Saturday, December 10, 2005

Hard Teachings from Genesis

More passages from Luther's Lectures on Genesis (pp. 41-43):

The Lord saw that the wickedness of man was great in the earth, and that every imagination of the thoughts of his heart was only evil continually. (Gen. 6:5)

But the very words of Moses should be noted carefully. In this passage he has emplyed an unusual expression with a definite design. He does not simply state that the thoughts of the human being are evil, but the very imagination of His thoughts. He applies this term to every capacity of human thought or of human reason and free will, even though it may be of the highest quality. He calls it imagination because man devises it with the utmost efforts, selects, and fashions it as a potter does, and regards it as something very beautiful.

But this, says Moses, is evil, and not just once, but continually and at all times; for without the Holy Spirit reason is entirely devoid of any knowledge of God. Furthermore, to be devoid of any knowledge of God means to be completely ungodly; it means to live in darkness and to regard as best those things that are worst. I am speaking in a theological sense about things that are good, for in this instance a difference must be made between civil affairs and theology. God gives His approval to the government of the ungodly; He honors and rewards excellence even in the ungodly. Yet He does this so far as this present life comes into consideration, not the future life. And reason does have an understanding of what things are good as far as the state is concerned.

But when we discuss free will, we ask what its powers arre from the theological point of view, not in civil affairs or in matters within the realm of reason. We maintain, however, that man without the Holy Spirit is completely ungodly before God, even if he were adorned with all the virtues of the heather. In the historical accounts of the heathen there are certainly outstanding instances of self-control; of generosity; of love toward fatherland, parents, and children; of bravery; and of philanthropy. Yet we maintain that the loftiest thoughts about God, about the worship of God, and about the will of God are a darkness more than Cimmerian. The light of reason, which has been granted to man alone, has insight only into what benefits the body. This is the perverted love of carnal desire.

Therefore this statement is not to be understood in a trivial sense, the way the Jews and the sophists [i.e. scholastic philosophers] understand it; they suppose that it is speaking only of the lower part of man, which is brutish, but that "reason strives toward the highest good" [Editor's note: Luther is citing the scholastic axiom rationem deprecari ad optima]. Accordingly, they confine the "imaginations of his thoughts" to the Second Table, as did the Pharisee who disapproved of the tax-collector and declared that he was not like the others (Luke 18:11). He spoke fine words, for it is not something evil to thank God for His gifts. But we declare that even this very act is something evil and ungodly, because it has its origin in the utmost lack of knowledge about God and is truly a prayer turned into sin; for it serves neither the glory of God nor the welfare of man.

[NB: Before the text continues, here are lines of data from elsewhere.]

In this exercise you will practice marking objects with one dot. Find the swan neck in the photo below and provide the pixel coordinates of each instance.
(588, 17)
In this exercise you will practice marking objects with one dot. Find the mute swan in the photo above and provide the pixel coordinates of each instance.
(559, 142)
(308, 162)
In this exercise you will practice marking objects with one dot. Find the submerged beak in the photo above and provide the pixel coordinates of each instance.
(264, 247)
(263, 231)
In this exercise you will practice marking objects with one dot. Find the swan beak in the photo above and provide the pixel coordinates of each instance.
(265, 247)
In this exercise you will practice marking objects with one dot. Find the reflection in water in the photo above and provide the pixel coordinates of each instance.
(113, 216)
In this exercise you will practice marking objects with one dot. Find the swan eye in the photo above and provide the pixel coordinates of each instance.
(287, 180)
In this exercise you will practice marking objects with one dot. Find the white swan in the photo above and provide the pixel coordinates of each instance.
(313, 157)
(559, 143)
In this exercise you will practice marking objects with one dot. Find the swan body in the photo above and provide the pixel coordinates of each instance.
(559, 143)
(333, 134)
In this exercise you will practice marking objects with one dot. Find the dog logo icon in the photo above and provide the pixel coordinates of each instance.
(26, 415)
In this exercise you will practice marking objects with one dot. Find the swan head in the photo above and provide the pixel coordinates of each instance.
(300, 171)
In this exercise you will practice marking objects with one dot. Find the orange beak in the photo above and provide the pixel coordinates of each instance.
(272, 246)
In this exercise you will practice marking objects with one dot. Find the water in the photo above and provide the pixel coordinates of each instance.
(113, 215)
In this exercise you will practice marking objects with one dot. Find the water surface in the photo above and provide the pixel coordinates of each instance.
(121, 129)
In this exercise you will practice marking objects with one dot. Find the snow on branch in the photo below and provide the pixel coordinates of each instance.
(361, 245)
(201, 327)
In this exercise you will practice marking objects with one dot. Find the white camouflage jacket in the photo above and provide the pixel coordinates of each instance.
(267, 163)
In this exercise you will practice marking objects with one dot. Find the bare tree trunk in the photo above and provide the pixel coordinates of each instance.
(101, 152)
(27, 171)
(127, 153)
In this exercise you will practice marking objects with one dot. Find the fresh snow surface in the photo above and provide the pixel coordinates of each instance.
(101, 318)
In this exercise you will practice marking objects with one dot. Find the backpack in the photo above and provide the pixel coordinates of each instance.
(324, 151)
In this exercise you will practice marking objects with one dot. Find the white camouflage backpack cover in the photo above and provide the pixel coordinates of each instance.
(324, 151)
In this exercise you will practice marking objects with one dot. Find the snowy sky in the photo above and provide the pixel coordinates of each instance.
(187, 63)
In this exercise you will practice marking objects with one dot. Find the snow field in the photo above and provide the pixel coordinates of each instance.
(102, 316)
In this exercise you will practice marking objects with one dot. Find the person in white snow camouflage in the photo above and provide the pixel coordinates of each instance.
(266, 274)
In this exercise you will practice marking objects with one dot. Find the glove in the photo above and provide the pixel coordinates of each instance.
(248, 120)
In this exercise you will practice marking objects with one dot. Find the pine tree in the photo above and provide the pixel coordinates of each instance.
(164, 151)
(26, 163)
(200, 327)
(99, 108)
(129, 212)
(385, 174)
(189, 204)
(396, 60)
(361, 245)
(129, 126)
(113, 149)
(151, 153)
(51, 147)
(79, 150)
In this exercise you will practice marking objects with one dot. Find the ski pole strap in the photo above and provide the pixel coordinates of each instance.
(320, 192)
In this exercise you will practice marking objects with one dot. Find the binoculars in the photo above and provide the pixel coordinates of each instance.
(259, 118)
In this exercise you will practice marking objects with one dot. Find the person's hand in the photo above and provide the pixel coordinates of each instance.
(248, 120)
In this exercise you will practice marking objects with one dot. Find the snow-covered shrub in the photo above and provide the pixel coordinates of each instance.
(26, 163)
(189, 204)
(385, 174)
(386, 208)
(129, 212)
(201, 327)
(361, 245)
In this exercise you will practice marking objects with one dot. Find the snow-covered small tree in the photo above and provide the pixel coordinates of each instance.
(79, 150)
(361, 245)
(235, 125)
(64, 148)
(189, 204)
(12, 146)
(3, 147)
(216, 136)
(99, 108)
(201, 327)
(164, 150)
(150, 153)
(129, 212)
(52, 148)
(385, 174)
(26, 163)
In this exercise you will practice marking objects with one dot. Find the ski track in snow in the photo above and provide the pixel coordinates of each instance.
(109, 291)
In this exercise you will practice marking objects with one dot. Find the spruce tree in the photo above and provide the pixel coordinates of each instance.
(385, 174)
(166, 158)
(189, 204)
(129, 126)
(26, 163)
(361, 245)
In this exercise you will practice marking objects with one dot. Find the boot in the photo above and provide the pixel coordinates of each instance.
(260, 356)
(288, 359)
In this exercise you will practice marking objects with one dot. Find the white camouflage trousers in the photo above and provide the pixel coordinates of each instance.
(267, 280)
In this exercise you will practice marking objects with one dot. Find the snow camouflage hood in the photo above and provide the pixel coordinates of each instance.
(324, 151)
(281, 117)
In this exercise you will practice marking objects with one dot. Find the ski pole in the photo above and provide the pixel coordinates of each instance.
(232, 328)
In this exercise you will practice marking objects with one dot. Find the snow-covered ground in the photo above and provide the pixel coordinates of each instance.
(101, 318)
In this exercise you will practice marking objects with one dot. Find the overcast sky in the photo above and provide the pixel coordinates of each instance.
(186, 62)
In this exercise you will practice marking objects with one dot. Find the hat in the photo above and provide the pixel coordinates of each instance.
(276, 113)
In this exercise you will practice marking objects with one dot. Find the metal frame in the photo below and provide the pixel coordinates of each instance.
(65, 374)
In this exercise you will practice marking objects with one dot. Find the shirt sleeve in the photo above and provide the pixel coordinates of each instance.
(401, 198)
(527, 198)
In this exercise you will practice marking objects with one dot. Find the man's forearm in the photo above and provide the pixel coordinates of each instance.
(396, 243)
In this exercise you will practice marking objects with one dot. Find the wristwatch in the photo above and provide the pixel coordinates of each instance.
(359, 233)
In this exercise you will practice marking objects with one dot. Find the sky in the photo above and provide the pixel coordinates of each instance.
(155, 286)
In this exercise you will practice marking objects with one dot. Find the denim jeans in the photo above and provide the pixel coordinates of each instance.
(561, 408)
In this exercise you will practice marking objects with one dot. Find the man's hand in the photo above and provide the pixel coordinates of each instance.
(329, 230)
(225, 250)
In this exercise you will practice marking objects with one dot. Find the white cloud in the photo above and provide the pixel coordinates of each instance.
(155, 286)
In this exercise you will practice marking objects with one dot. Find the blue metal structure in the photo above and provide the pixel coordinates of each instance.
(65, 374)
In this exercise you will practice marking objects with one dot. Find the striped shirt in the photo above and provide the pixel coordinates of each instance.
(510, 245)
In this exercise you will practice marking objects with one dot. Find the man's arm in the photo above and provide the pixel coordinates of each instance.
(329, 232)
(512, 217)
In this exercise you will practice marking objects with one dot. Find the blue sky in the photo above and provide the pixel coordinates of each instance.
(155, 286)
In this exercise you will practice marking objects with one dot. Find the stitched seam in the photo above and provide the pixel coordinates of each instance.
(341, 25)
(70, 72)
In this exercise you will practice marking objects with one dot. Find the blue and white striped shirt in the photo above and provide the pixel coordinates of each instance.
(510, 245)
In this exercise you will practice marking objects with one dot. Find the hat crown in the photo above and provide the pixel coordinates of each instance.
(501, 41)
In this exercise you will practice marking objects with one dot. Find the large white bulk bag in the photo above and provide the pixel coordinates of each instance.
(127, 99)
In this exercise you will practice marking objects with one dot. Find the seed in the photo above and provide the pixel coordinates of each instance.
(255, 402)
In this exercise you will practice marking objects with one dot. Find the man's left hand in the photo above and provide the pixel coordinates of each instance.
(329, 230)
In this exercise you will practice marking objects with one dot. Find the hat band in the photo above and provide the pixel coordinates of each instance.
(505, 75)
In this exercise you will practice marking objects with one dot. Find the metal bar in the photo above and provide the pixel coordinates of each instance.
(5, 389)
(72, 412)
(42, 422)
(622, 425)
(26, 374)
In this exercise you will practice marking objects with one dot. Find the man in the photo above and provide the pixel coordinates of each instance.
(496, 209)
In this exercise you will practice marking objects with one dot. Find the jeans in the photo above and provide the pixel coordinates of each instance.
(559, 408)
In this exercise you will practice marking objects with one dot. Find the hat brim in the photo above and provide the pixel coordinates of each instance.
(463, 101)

You may likewsie be aware that in some of their writings the philosophers have clever discussions about God and about the providence by which God controls everything. Some people find these statements that they make all but prophets out of Socrates, Xenophon, and Plato. [Editor's note: This may be aimed at Zwingli, whose statements about the possible salvation of Socrates had aroused Luther's ire. My note: Or also at Erasmus, who famously and seriously wrote: "Saint Socrates, pray for us!"] But because such discussions do not realize that God sent His Son Christ for the salvation of sinners, these superb discussions themselves represent the utmost lack of knowledge of God and are nothing but blasphemies, according to the statement in this passage, which declares directly that all the imagination, every endeavor of the human heart, is only evil.

This applies, therefore, not only to sins before the Flood but to man's entire nature -- to his heart, his reason, and his intellect, even when man feigns righteousness and wants to be most holy. This the Anabaptists do today when they get the idea into their heads that they can live without sin, and when they are intent on attaining what appear to be outstanding virtues. The rule is: When hearts are without the Holy Spirit, they do not only have no knowledge of God but even hate Him by nature. How can something that has its origin in a lack of knowledge of God and in a hatred of God be anything else than evil?

This certainly seems relevant to the issue here and to the questions about sanctification here? But is it relevant to the teaching about the "imagination" (there's that word!) here?